Life is back to the dogs sleeping on the sofa while I listen to music on my computer (I LOVE my iPod) after a 2 hour ride in the rain. Well, the rain isn't so normal, but it was wonderful to get out and canter down the country roads with friends even if we were getting rather wet.

Day after tomorrow is the first day of Eid el Adha, the Greater Feast, probably the most important Muslim holiday. The haj, or the pilgrimage to Mecca, takes place during this period and Muslims who do not travel celebrate this feast at home. It's a bit problematic for foreigners and/or vegetarians since the feast celebrates the encounter of Abraham with the angel who put a sheep in the place of his son as he was preparing to sacrifice his son to God. Tomorrow and the next day many sheep, goats and cattle will be slaughtered in the memory of this event. Traditionally, the animal is brought to the home, fed and cared for carefully and introduced to the children for whom it will give its life. As the sheep was taken in place of Abraham's son, these animals are symbolic of man's obedience to God's will.

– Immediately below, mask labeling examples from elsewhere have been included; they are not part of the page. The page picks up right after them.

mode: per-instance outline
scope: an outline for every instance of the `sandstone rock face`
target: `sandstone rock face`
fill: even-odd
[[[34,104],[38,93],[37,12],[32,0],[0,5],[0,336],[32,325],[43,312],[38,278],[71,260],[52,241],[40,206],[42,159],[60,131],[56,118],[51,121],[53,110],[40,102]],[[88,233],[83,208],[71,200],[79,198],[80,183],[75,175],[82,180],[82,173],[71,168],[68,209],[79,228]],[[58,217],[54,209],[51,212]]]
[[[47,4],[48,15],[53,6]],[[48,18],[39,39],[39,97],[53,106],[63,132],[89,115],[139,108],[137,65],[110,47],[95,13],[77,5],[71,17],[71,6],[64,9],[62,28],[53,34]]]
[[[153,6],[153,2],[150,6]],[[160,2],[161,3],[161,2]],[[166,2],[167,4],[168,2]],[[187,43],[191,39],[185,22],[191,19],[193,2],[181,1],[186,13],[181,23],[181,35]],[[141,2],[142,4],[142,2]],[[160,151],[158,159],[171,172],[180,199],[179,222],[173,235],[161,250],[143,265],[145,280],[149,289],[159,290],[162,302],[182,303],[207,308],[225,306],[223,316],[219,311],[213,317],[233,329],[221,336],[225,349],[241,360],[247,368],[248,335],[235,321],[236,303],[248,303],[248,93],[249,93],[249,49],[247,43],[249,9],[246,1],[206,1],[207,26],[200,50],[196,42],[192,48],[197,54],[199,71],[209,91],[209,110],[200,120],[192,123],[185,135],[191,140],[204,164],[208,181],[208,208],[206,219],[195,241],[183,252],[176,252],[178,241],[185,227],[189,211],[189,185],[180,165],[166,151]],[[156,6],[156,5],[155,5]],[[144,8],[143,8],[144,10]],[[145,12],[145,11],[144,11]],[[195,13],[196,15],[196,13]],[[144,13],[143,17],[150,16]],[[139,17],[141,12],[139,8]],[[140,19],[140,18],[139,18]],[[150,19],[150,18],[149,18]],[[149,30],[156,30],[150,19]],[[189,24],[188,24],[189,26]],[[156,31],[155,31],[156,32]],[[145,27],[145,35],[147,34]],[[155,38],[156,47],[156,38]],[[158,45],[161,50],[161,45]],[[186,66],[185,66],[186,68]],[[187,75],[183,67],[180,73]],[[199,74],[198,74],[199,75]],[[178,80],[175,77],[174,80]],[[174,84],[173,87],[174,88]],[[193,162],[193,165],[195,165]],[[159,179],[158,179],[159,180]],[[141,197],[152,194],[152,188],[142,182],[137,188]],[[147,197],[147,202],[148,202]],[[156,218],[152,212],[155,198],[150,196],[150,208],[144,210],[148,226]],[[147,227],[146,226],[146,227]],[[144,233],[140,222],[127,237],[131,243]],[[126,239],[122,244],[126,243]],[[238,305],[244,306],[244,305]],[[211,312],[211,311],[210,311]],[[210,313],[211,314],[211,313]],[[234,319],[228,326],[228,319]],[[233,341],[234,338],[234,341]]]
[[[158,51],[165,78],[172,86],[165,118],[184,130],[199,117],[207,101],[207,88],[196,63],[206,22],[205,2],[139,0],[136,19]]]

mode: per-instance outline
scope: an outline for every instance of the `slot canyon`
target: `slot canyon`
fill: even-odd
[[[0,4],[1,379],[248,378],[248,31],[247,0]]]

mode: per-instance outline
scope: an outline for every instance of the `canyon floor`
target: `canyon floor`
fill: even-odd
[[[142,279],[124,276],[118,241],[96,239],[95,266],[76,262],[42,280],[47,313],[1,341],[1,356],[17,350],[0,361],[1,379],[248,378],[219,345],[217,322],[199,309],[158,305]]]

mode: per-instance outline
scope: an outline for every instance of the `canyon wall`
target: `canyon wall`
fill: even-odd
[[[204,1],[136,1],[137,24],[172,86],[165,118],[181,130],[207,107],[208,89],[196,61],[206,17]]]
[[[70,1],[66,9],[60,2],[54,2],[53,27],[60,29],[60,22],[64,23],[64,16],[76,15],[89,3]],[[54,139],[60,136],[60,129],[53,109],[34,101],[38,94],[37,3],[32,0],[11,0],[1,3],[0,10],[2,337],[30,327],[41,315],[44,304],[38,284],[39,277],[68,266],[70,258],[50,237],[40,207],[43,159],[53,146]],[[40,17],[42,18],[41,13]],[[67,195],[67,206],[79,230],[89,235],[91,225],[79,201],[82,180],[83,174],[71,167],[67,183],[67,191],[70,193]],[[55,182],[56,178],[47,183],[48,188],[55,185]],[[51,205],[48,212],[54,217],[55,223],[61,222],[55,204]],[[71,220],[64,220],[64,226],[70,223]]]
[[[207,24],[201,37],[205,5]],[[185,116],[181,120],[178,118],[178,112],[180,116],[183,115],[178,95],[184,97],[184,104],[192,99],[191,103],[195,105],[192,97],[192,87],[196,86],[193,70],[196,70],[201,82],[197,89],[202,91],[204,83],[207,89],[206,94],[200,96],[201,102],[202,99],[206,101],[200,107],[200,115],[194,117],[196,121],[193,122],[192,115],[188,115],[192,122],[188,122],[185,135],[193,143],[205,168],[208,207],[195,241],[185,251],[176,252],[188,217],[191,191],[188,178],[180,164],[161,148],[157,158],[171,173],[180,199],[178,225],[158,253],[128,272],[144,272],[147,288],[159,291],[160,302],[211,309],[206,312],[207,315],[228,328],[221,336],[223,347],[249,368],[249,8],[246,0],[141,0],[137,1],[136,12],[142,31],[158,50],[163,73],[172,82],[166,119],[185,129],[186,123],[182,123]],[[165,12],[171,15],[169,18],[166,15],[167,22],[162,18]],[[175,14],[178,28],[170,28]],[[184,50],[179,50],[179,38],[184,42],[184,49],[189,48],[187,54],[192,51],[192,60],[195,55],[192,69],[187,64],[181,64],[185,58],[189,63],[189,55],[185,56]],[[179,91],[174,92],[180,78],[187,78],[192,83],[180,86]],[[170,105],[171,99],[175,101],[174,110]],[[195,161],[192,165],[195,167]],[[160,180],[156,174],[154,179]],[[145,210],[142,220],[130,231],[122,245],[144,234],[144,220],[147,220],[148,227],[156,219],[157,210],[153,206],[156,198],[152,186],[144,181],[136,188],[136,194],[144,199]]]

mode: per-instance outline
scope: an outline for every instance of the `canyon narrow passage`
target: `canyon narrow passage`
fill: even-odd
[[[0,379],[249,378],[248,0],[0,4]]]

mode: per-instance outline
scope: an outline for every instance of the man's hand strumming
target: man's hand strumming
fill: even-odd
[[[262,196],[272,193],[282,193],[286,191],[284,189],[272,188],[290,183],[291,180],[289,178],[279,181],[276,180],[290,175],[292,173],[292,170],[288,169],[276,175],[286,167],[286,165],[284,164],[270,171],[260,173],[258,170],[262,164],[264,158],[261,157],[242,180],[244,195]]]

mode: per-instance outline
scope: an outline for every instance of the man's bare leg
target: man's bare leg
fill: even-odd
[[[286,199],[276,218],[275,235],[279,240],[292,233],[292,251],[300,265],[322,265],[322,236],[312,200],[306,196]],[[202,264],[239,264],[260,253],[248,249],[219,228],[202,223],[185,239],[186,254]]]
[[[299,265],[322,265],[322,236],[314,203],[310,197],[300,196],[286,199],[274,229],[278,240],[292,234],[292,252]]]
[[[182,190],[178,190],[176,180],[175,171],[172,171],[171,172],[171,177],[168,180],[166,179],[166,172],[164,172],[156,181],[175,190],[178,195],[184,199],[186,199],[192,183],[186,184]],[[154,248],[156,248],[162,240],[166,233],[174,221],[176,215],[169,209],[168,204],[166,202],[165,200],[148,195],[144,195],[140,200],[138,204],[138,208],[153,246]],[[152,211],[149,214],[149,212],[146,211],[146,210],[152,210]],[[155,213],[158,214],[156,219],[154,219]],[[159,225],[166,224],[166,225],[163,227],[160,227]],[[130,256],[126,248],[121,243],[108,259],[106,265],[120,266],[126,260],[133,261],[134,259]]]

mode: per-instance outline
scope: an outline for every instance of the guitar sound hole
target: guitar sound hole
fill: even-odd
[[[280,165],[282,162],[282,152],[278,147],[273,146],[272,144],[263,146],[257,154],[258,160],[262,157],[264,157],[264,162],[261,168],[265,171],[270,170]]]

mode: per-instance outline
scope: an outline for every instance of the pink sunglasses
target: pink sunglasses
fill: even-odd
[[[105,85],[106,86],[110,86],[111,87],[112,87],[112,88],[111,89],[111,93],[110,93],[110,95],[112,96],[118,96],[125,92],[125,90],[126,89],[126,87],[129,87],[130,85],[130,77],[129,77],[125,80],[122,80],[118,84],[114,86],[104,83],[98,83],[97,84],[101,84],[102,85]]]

I have to admit that I do not personally sacrifice an animal on the feast. I do contribute to a pool with my neighbours to purchase a cow whose meat will be distributed to the locals and our workers. The traditional dispersal of the meat of the sacrificed animal is that one third is to go to the poor (often by taking the meat to a local mosque for distribution), one third is to go to friends, and one third to go to the family. My husband had cholesterol problems and we didn't eat red meat, so our sacrifice went entirely to our staff and the poor.

I've gone through years of actually having a sheep slaughtered in the garage at home. I don't really feel all that comfortable with it and I'm fairly certain that the experience had a lot to do with my daughter becoming vegetarian at the age of twelve. I haven't sacrificed an animal in years. I don't think that I ever will again. I respect the tradition, but I'll stick to sacrificing carrots. I'm sure that God will understand.